Over a third of its value was wiped out in January after a profit warning and the surprise departure of chief executive Simon Calver. Investors are hoping tomorrow's fourth quarter report will bring news of a turnaround strategy from replacement Mark Newton-Jones.

But Cantor yesterday said it expects "another poor trading update", adding that "there is room for further downgrades if trading has continued to deteriorate". The broker cut its target price by 25 per cent to 151p. Mothercare was down 9.25p to 162.75p.

Technology stocks continued to take a pummelling worldwide, with two recent market entrants feeling the heat on the Footsie: AO World lost 15p to 280p, while Just Eat, starting unconditional trading, fell below its 260p float price for the first time, off 14p at 250p.

Wider sentiment was dented by the tech rout, with the FTSE 100 losing 32.15 points at 6,590.69. News of Sports Direct founder Mike Ashley selling a 4 per cent stake in the business saw the retailer suffer its biggest one-day decline since December. Sports Direct closed down 82.5p at 811p.

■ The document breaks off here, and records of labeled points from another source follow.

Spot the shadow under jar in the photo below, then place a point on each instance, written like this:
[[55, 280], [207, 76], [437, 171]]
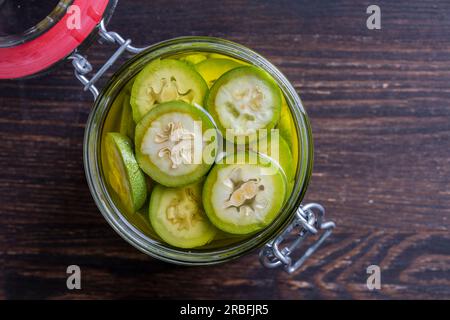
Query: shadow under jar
[[134, 227]]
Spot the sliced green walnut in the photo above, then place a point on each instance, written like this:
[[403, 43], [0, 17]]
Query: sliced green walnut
[[166, 80], [194, 58], [244, 197], [127, 124], [274, 146], [176, 143], [123, 174], [177, 216], [288, 132], [213, 69], [244, 100]]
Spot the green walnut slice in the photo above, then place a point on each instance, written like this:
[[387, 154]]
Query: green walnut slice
[[244, 100], [274, 146], [166, 80], [127, 125], [123, 173], [244, 197], [213, 69], [175, 143], [177, 216]]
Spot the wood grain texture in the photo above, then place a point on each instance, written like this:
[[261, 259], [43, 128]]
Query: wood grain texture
[[379, 107]]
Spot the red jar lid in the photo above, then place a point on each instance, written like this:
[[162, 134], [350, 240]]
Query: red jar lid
[[54, 45]]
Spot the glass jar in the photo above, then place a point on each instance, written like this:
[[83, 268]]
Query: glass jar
[[29, 52], [96, 179]]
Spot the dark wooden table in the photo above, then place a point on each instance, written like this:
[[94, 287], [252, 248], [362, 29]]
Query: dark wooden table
[[380, 111]]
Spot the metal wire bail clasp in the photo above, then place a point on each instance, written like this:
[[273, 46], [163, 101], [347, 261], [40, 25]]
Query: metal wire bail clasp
[[307, 222], [83, 67]]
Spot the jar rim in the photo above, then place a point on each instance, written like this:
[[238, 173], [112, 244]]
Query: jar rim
[[92, 143]]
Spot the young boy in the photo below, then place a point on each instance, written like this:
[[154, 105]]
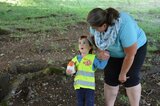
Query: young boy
[[85, 65]]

Ashtead, which rents industrial equipment, also suffered a heavy correction, 51.5p lighter at 901p. In a bear market, traders took profit, with the company trading at an all-time high last week.

On the FTSE 250, generic drug maker Hikma Pharmaceuticals flopped 152p to 1,512p after UBS told investors to put the brakes on. The company is trading near UBS's target price.

Office2office revealed US investor Nicholas D Gerber is pushing for a reverse takeover of the group, led by his fund management business and a Bulgarian website developer. Office2office, up 0.5p at 21.25p, said the plan had "no strategic or commercial logic".

AIM-listed gold explorer Hummingbird Resources climbed 2.75p to 58.75p after said it thinks its Dugbe 1 project in Liberia could be "significantly" bigger than first thought.